L’amore secondo Mozart va in scena al Marrucino

11 Dicembre 2018

Il 14 e il 16 dicembre il “Così fan tutte” chiude la stagione lirica del teatro di Chieti A dirigere l’Orchestra sinfonica abruzzese e il musicista teatino Marco Moresco 

CHIETI. Un ironico gioco sull’amore e sui rapporti di coppia attraverso una scommessa in grado di mettere a dura prova la fiducia tra due fidanzati. Sarà il “Così fan tutte”, ossia “la scuola degli amanti”, opera buffa in due atti di Wolfgang Amadeus Mozart, su libretto di Lorenzo Da Ponte, a chiudere la stagione lirica del Teatro Marrucino con appuntamento fissato per venerdì 14 dicembre alle ore 20,30 (replica domenica 16 alle 17,30), nell’allestimento dell’Associazione Arena Sferisterio di Macerata e della Fondazione Teatro delle Muse di Ancona. Un'opera in cui il travestimento diventa un opportuno strumento per scoprire le verità segrete dell’animo umano e dove la musica di Mozart è pronta a trasmettere tutta l’emotività e l’instabilità di ciascun individuo, interpretando sia l’elemento comico che quello sentimentale della pena amorosa. Uno scherzo, insomma, che però finisce per spingersi troppo avanti, fino ad assumere dei toni pericolosamente seri.
«La regia di Pier Luigi Pizzi, uno dei maestri del teatro italiano in senso assoluto, dotato di un personalissimo linguaggio, assicura grande spessore a questa edizione del capolavoro mozartiano», afferma il direttore artistico del Marrucino, Ettore Pellegrino, «con il quale chiudiamo una stagione lirica per noi davvero importante.
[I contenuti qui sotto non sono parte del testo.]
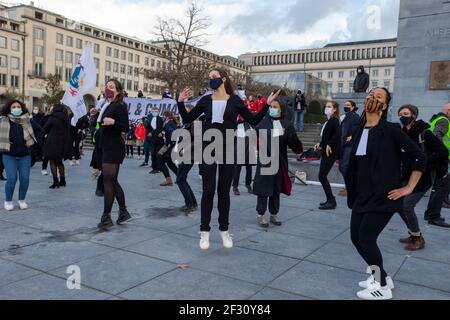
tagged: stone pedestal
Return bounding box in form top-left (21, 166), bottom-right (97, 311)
top-left (393, 0), bottom-right (450, 121)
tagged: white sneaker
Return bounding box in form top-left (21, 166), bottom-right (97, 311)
top-left (359, 275), bottom-right (395, 290)
top-left (5, 201), bottom-right (14, 211)
top-left (220, 231), bottom-right (233, 249)
top-left (356, 281), bottom-right (393, 300)
top-left (200, 232), bottom-right (210, 250)
top-left (19, 200), bottom-right (28, 210)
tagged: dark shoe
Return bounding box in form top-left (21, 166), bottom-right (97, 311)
top-left (405, 236), bottom-right (425, 251)
top-left (257, 214), bottom-right (269, 228)
top-left (270, 214), bottom-right (283, 227)
top-left (116, 209), bottom-right (131, 225)
top-left (97, 215), bottom-right (114, 230)
top-left (319, 200), bottom-right (337, 210)
top-left (428, 218), bottom-right (450, 228)
top-left (50, 178), bottom-right (59, 189)
top-left (59, 178), bottom-right (67, 188)
top-left (400, 235), bottom-right (413, 244)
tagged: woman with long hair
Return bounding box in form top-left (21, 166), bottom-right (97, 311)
top-left (178, 68), bottom-right (279, 250)
top-left (314, 101), bottom-right (341, 210)
top-left (44, 103), bottom-right (73, 189)
top-left (0, 100), bottom-right (42, 211)
top-left (97, 79), bottom-right (131, 229)
top-left (347, 88), bottom-right (426, 300)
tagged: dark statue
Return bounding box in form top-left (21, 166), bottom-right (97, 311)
top-left (353, 66), bottom-right (370, 93)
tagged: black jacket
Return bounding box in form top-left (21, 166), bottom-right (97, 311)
top-left (402, 120), bottom-right (448, 192)
top-left (346, 120), bottom-right (426, 213)
top-left (341, 112), bottom-right (361, 148)
top-left (98, 102), bottom-right (129, 150)
top-left (320, 117), bottom-right (341, 159)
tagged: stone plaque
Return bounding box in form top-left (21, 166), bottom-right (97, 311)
top-left (430, 60), bottom-right (450, 90)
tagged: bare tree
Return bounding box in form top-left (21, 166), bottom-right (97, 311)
top-left (152, 2), bottom-right (210, 93)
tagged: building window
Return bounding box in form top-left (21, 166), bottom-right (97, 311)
top-left (34, 46), bottom-right (44, 58)
top-left (0, 73), bottom-right (6, 87)
top-left (34, 63), bottom-right (43, 77)
top-left (0, 54), bottom-right (8, 68)
top-left (66, 36), bottom-right (73, 47)
top-left (55, 49), bottom-right (64, 61)
top-left (11, 57), bottom-right (20, 70)
top-left (55, 66), bottom-right (63, 78)
top-left (0, 37), bottom-right (8, 49)
top-left (66, 52), bottom-right (73, 64)
top-left (11, 39), bottom-right (20, 51)
top-left (11, 76), bottom-right (19, 88)
top-left (34, 28), bottom-right (44, 40)
top-left (77, 39), bottom-right (83, 49)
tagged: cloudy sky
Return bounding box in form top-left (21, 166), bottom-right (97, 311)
top-left (29, 0), bottom-right (399, 56)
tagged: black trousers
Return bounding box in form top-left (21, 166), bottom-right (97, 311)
top-left (319, 155), bottom-right (336, 201)
top-left (233, 165), bottom-right (253, 188)
top-left (256, 191), bottom-right (280, 216)
top-left (200, 164), bottom-right (235, 232)
top-left (350, 212), bottom-right (394, 287)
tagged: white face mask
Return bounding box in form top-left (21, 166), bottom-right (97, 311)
top-left (325, 107), bottom-right (334, 117)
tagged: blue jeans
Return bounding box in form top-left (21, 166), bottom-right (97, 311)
top-left (3, 154), bottom-right (31, 202)
top-left (294, 111), bottom-right (305, 132)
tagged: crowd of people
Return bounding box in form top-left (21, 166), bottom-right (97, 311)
top-left (0, 68), bottom-right (450, 300)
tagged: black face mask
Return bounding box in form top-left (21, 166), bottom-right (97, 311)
top-left (400, 117), bottom-right (414, 127)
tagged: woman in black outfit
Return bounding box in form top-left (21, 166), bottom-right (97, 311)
top-left (178, 69), bottom-right (279, 250)
top-left (44, 103), bottom-right (72, 189)
top-left (314, 101), bottom-right (341, 210)
top-left (97, 79), bottom-right (131, 229)
top-left (347, 88), bottom-right (426, 300)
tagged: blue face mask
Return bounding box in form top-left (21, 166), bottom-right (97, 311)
top-left (269, 108), bottom-right (280, 118)
top-left (11, 108), bottom-right (22, 117)
top-left (209, 78), bottom-right (223, 90)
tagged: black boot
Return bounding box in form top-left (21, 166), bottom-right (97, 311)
top-left (50, 177), bottom-right (59, 189)
top-left (59, 177), bottom-right (66, 188)
top-left (319, 199), bottom-right (337, 210)
top-left (97, 214), bottom-right (114, 230)
top-left (116, 208), bottom-right (131, 225)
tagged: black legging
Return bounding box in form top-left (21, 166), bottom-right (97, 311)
top-left (350, 212), bottom-right (394, 287)
top-left (319, 155), bottom-right (336, 201)
top-left (102, 163), bottom-right (126, 215)
top-left (200, 164), bottom-right (235, 232)
top-left (50, 159), bottom-right (66, 179)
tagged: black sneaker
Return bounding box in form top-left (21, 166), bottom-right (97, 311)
top-left (116, 209), bottom-right (131, 225)
top-left (97, 216), bottom-right (114, 230)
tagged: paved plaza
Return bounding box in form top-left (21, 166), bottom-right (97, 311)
top-left (0, 155), bottom-right (450, 300)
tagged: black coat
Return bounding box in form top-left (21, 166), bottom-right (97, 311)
top-left (320, 117), bottom-right (341, 159)
top-left (402, 120), bottom-right (448, 192)
top-left (97, 102), bottom-right (129, 150)
top-left (43, 111), bottom-right (73, 160)
top-left (346, 120), bottom-right (426, 213)
top-left (253, 116), bottom-right (303, 197)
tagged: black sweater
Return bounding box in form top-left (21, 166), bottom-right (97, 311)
top-left (320, 117), bottom-right (341, 159)
top-left (347, 120), bottom-right (426, 213)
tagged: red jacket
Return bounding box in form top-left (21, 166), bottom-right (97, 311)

Importante come la presenza, a dirigere in questa occasione l’Orchestra sinfonica abruzzese e il Coro del Teatro Marrucino, del brillante musicista teatino Marco Moresco, artista molto apprezzato per la sua trasparenza ed espressività».
Ed è lo stesso maestro Moresco a commentare: «Un onore e un piacere lavorare con Pizzi cercando attentamente di conferire a questa opera buffa un ritmo, una velocità anche musicale in linea con lo spettacolo che riesce a mantenere sempre, nella sua complessità, una grande forza espressiva».
Sicuramente brillante la trama, ambientata a Napoli, che vede i giovani Guglielmo e Ferrando scommettere con l’anziano Don Alfonso sulla fedeltà delle rispettive fidanzate, Fiordiligi e Dorabella. Una scommessa di cento zecchini per provare ai due amici che le loro ragazze «non son diverse dalle altre donne». Non resta quindi che farle cadere in tentazione, attraverso un travestimento che vedrà invertite le coppie e vincendo un po’ alla volta le loro resistenze grazie anche all’aiuto della scaltra Despina che le invita a «divertirsi un poco, e non morire dalla malinconia».
La situazione sembra degenerare, poi la conclusione, davvero serrata, a prevedere una lieta riconciliazione con le coppie destinate felicemente a ricomporsi mentre tutti cantano la morale: «Fortunato l'uom che prende ogni cosa pel buon verso e, tra i casi e le vicende, da ragion guidar si fa». Al di là dell’audace incursione sul tema dello scambio di coppie, resta il contrasto tra gli impulsi e la coscienza il filo conduttore di “Così fan tutte”, in definitiva un vero dramma giocoso, che debuttò al Burgtheater di Vienna il 26 gennaio 1790 e fu scritto da Mozart su commissione dell’imperatore Giuseppe II d’Asburgo. In molti, all’epoca, ritennero che la trama fosse stata decisamente ispirata da un episodio realmente accaduto nella capitale austriaca, ma in ogni caso, la trascendenza e l’universalità del dramma sono puntualmente proposte ed enfatizzate da una ricchezza musicale che, oltre a trasmettere profonde sensazioni emotive, finisce per esaltare la psicologia degli stessi personaggi mettendo in scena il gioco dell’amore e delle relazioni. Elementi dominanti, al tirar delle somme, della “commedia umana” con il segreto del successo dell’opera tutto raccolto, appunto, nella magia di una musica con profondi risvolti introspettivi, nella storia arguta e intrigante di una scommessa pericolosa e nella ricchezza d’invenzioni musicali con le quali Mozart seppe sapientemente impreziosire il dramma.
Di grande valenza artistica il cast di cantanti con Arianna Venditelli e Cecilia Molinari nei ruoli di Fiordiligi e Dorabella mentre Gianluca Margheri e Alasdair Kent saranno Guglielmo e Ferrando.Despina sarà interpretata da Francesca Benitez, ruolo di Don Alfonso affidato ad Andrea Concetti. A preparare e guidare il Coro del Teatro Marrucino il maestro Christian Starinieri.